What Is a Good Credit Score?

Having a good credit score can save you hundreds, even thousands of dollars on credit cards, mortgages and other loans.

Woman taking a credit card out of a wallet.
(Image credit: Getty Images)

A credit score is a number, usually between 300 and 850, that provides a snapshot of a consumer’s creditworthiness. Lenders use these scores to decide whether a potential borrower is qualified for a loan, and in many cases, to set the interest rate and other terms. By tracking and keeping a score in the good range or better, consumers may qualify for one of the best rewards credit cards or for other types of loans. 

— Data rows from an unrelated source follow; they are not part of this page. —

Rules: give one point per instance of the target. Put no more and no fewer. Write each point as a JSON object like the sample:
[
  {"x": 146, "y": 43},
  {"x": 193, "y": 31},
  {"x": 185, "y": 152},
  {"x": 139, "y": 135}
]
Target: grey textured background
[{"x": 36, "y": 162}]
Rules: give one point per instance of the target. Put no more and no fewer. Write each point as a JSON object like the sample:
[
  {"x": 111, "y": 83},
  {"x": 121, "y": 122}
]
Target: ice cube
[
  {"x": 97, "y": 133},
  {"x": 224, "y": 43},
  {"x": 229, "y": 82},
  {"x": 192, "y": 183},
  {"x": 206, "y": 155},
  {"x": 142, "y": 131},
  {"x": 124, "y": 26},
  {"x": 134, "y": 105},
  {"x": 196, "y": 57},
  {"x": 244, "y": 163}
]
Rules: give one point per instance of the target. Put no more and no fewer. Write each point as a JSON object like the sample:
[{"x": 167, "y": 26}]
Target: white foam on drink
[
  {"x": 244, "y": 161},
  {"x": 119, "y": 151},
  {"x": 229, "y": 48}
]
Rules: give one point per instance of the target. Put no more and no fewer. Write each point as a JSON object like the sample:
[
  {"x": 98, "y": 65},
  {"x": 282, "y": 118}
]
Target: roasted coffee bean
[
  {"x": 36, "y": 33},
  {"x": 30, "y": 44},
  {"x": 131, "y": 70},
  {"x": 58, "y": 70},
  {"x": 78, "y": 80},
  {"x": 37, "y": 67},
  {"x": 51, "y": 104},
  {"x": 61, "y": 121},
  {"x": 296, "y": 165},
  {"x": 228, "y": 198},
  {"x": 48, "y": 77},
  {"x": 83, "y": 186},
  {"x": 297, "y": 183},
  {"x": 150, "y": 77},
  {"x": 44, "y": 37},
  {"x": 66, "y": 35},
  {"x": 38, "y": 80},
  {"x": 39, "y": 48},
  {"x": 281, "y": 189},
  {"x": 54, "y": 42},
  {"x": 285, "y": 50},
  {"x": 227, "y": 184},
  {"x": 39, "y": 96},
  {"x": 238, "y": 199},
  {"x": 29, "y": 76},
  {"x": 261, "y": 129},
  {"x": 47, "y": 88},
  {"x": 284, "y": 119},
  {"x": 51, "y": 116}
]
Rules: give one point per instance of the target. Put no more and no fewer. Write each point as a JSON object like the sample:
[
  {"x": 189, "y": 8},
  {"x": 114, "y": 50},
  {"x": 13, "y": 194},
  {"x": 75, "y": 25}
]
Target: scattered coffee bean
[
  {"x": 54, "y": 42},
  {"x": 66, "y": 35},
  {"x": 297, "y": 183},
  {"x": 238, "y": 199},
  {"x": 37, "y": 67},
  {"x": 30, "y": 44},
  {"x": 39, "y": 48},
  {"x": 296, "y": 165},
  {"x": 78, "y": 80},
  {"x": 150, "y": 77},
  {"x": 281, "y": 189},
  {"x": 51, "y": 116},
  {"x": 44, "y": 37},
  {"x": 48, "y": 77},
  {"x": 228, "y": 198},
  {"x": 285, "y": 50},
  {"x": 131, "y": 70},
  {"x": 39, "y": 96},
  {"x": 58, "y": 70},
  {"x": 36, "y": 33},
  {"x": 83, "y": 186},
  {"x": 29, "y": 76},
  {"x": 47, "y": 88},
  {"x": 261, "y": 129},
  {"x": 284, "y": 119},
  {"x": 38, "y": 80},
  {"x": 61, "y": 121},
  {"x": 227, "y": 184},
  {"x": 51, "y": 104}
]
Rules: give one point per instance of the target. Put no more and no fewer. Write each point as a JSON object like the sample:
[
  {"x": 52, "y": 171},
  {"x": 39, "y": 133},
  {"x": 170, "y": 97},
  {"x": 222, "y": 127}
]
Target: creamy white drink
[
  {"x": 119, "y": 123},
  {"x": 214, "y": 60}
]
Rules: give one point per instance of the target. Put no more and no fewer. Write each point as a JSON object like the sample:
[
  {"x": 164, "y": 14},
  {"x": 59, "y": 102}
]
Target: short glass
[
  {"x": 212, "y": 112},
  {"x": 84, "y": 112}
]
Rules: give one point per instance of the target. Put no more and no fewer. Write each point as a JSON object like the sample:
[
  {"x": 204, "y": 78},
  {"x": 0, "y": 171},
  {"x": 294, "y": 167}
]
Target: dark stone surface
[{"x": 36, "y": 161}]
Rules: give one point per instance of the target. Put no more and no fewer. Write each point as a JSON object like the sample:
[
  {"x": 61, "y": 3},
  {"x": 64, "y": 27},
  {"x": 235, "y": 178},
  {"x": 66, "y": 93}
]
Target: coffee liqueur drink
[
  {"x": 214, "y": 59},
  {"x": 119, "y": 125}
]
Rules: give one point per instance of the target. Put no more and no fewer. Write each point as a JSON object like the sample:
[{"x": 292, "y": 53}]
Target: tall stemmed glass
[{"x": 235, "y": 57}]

What is a good credit score?

Two companies control the market for credit scores: FICO and VantageScore. FICO considers a score of 670 to 739 as good, while VantageScore rates a score of 661 to 780 as good. FICO boasts that 90% of top lenders rely on their scores, and consumers generally need to focus on their FICO score first. Credit card companies, however, will often look at both FICO and VantageScores. 

How do you measure up to other borrowers?

The average FICO score in the US was 716 in 2022. And as the chart below demonstrates, about 67% of US consumers had a good credit score, or better, according to Experian. About 20% of US adults are “credit invisible” or “unscorable,” meaning they have no or little credit history, and as a result, no credit score.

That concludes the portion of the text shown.